Scriptwriters competing for chance to hone skills

Eastern Cape Film Festival director Nceba Mqolomba
FILM FUNDI: Eastern Cape Film Festival director Nceba Mqolomba
Image: SUPPLIED

From film graduates to journalists and radio hosts, applicants have been shortlisted for the Eastern Cape Film Festival’s #EC10 scriptwriting programme.

They are competing for a spot in the top 10 who will be trained in the art of scriptwriting for five months.

The candidates will know their fate after completing the four-week basic training programme on November 9.

The participants are being taught the basics of scriptwriting with weekly lectures and assignments.

At the end of the four weeks, all the participants will pitch their film ideas at the Film Hub in East London and 10 will be selected for the five-month Sediba Spark Training programme.

“A callout was made in August for 10 scripts and 220 submissions were received,” Eastern Cape Film Festival founder Nceba Mqolomba said.

“Due to the high volume of quality submissions, 15 participants were selected with five interns from the Film Hub also selected to make it 20 participants for the programme.”
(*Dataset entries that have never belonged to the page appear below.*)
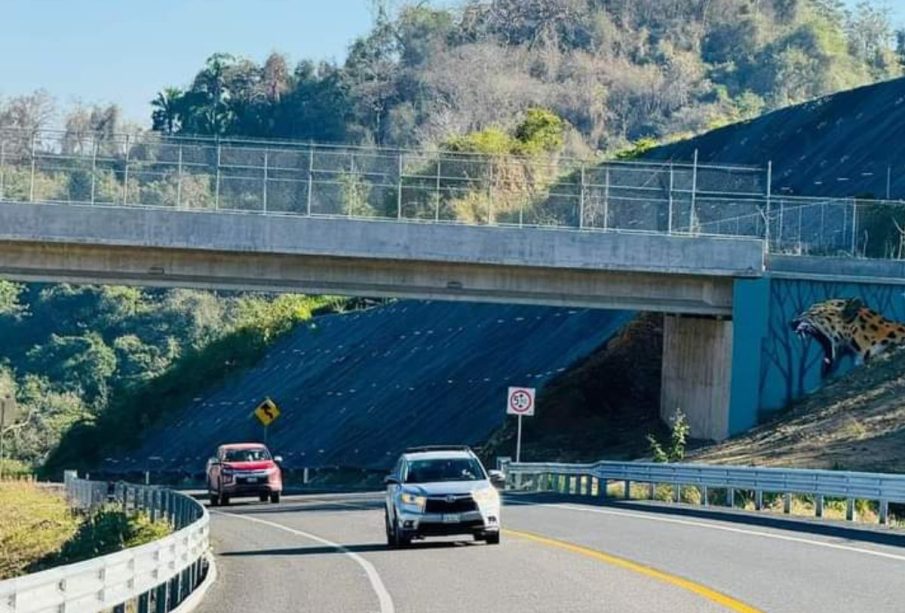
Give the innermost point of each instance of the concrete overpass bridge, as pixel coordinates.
(696, 243)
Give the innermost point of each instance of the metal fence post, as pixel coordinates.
(769, 205)
(266, 164)
(581, 201)
(437, 194)
(694, 193)
(126, 173)
(31, 188)
(2, 160)
(399, 186)
(606, 197)
(854, 227)
(490, 195)
(217, 180)
(310, 178)
(94, 169)
(179, 180)
(672, 183)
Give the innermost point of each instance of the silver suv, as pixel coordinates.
(441, 491)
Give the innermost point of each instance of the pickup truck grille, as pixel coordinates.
(461, 504)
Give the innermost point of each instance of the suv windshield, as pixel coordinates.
(444, 469)
(246, 455)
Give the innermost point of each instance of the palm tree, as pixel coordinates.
(167, 110)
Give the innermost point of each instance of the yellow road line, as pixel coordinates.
(701, 590)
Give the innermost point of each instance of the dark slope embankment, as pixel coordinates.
(356, 389)
(845, 144)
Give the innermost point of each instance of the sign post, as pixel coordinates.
(520, 402)
(267, 412)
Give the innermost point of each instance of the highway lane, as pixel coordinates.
(327, 553)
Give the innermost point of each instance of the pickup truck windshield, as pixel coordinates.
(246, 455)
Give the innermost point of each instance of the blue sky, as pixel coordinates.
(125, 51)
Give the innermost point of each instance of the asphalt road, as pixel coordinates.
(327, 553)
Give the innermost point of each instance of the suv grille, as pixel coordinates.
(462, 504)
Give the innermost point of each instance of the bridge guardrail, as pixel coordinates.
(157, 576)
(583, 479)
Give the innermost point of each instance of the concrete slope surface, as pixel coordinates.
(329, 554)
(845, 144)
(356, 389)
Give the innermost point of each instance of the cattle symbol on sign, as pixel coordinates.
(521, 401)
(267, 412)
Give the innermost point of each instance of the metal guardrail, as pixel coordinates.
(155, 577)
(585, 479)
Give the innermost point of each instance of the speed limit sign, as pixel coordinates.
(520, 401)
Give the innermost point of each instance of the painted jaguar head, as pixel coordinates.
(847, 325)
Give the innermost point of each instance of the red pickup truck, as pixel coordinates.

The four-week programme was then introduced to accommodate the larger number. 

Port Elizabeth journalism and film graduate Carol Kalazani, 27, who has been selected in the top 15, submitted a film script titled Ikhambi which explores the conflict in Western v African medicine and the genetic condition of albinism.

“Since we’re being mentored by industry professionals, I am gaining more practical knowledge and polishing my writing skill.
 Carol Kalazani

Since joining the programme, she has started developing a new, different story about a postwoman who finds kidnapped children while delivering mail.

“Since we’re being mentored by industry professionals, I am gaining more practical knowledge and polishing my writing skill.

“This is a much-needed addition to what I learned in film school," Kalazani said.

East London-based journalist and former Mdantsane FM talk show host Mmemeleli Ndungane, 36, said the weeks spent on the programme have already helped him transform his script, formerly titled Wrongfully Accused.

The script he initially submitted was based on the story of a man who is in trouble with the law after his girlfriend dies while visiting him.

He has since transformed the script and renamed it Cause and Effect, with the help of his assigned mentor through the programme. 

“I am working on the new story now, which also involves a male student who is fighting for his freedom after his girlfriend dies while they’re out together.

“I pursued this particular topic to tap into the reality that the black man is at peril with the law, worldwide because the system is against black men,” he said.

At the end of the four-week programme, the participants will pitch their reworked scripts to stand a chance of being selected into the top 10 candidates for the five months programme set to commence next year.